Tina Curwen studied MBChB Medicine at ARU, and was among our first cohort of medical students to graduate in 2023. She reflects on her university journey.
Before arriving at ARU, I completed a Forensic Science degree and trained as a teacher. After a few years of dealing with rowdy classrooms and endless lesson plans, I decided it was time for a change and another challenge. And what’s more peaceful and stress-free than a career in medicine?
My journey with ARU started with a phone call from the admissions team offering me a space on the Medicine course, after being rejected from my four other options. That call changed everything, and I couldn’t believe I had been offered a place. The feeling of excitement mixed with imposter syndrome is unforgettable, and still gives me goosebumps. It was even more special that I’ve been part of the first cohort at the School of Medicine.
My journey has been filled with laughter, tears, long nights studying, and enough coffee to fuel an army with many challenges along the way, but it’s made my experience more of an adventure and has been made easier by the support I’ve been able to access from ARU.
As this was my second degree, I wasn’t eligible for the usual student finance which posed a huge challenge and meant I was working alongside a very demanding course. Thankfully, some of this pressure was relieved by being awarded an ARU bursary in my first year, and access to a hardship fund when times were particularly tough in my third year, without which, would have made it difficult for me to complete the course as well as keep up with my volunteering commitments with the Students' Union and as a special constable with Essex Police.

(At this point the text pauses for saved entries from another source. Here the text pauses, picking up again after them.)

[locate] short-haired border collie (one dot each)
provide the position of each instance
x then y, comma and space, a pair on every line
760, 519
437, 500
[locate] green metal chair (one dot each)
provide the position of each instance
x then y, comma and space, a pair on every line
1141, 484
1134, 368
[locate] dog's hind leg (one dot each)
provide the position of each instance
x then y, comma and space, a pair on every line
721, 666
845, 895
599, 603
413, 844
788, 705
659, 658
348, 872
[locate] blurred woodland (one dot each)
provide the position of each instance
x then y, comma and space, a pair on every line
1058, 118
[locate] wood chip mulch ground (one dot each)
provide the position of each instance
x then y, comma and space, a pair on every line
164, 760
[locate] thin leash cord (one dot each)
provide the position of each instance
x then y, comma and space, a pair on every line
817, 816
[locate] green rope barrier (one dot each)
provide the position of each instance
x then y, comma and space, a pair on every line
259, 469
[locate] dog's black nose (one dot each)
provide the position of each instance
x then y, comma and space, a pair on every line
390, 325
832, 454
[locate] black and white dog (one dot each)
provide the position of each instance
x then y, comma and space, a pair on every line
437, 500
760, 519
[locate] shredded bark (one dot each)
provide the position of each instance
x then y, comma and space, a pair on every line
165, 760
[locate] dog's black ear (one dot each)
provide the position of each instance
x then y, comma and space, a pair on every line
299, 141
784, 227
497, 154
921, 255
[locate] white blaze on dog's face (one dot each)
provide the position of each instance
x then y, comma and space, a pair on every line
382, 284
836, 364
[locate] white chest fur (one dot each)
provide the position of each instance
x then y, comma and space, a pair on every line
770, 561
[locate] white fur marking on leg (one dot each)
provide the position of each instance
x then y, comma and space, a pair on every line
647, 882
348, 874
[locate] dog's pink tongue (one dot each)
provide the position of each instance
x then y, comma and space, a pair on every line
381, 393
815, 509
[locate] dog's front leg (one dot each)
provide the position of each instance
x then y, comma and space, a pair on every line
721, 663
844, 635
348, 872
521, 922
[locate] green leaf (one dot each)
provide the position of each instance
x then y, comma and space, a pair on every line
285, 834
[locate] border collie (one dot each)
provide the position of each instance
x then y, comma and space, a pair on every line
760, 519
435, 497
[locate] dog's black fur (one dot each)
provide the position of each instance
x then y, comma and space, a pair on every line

I also had the opportunity to volunteer in India which would not have been a possibility had it not been subsidised by ARU. This trip pushed me out of my comfort zone; I faced new challenges and learnt more about myself and the world. I came away with a deeper understanding of what is truly important in life, and I was reminded of the power of kindness, compassion, and courage. I am grateful that these trips are accessible to all students and I was very lucky to have been given the opportunity; an opportunity that wouldn’t have been possible without the support of ARU, and its alumni.

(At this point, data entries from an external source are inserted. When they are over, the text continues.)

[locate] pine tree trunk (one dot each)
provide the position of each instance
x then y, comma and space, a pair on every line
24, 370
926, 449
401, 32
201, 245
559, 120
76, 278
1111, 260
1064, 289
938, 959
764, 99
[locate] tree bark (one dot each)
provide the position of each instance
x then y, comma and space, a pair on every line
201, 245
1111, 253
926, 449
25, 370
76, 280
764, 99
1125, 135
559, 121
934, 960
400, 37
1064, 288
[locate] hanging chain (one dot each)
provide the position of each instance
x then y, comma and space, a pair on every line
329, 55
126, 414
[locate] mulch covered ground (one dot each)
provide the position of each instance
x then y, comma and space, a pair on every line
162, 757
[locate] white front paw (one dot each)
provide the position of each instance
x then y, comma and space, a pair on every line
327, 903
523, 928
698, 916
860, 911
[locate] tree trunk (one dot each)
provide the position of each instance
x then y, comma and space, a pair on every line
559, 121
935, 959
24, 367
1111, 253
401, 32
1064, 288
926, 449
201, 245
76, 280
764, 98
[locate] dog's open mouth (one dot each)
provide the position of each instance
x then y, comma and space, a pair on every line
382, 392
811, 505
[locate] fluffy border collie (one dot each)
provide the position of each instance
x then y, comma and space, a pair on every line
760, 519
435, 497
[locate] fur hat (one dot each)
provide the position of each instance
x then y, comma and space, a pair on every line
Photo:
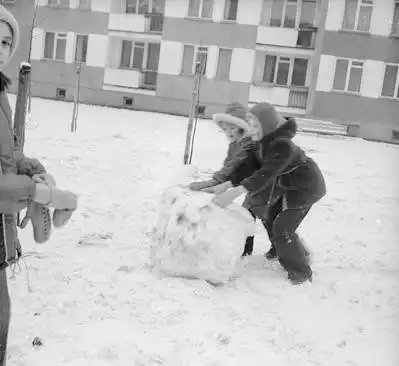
7, 17
268, 117
238, 115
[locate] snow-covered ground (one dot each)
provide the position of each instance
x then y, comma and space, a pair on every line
94, 300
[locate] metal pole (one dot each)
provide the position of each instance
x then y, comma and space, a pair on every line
193, 117
76, 99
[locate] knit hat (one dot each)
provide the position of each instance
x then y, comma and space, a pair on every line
235, 114
268, 117
238, 115
8, 18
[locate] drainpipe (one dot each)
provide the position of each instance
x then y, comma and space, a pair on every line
315, 61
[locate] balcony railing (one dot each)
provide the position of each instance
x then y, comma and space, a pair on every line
298, 97
149, 79
306, 37
154, 22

Reflecting on the past five years, I realise just how much I’ve been able to achieve. Setting up the Pets as Therapy wellbeing visits, taking part in research projects, founding two Students' Union societies, and organising collections for the homeless fill me with a sense of pride and accomplishment.
I could never have imagined that the phone call five years ago would lead to such a fulfilling academic journey. It’s been a long and challenging road, but I’m grateful for the opportunities that have come my way and I can’t wait to see where this new adventure takes me. ARU has really developed me, and I thank the University for taking a chance on me and allowing me these amazing opportunities.
To everyone who has been there along the way, my family and friends, my mentors, lecturers, and all the staff and alumni at ARU who have been part of my journey and helped me succeed, I want to say thank you all for your support, and cheers to the next chapter!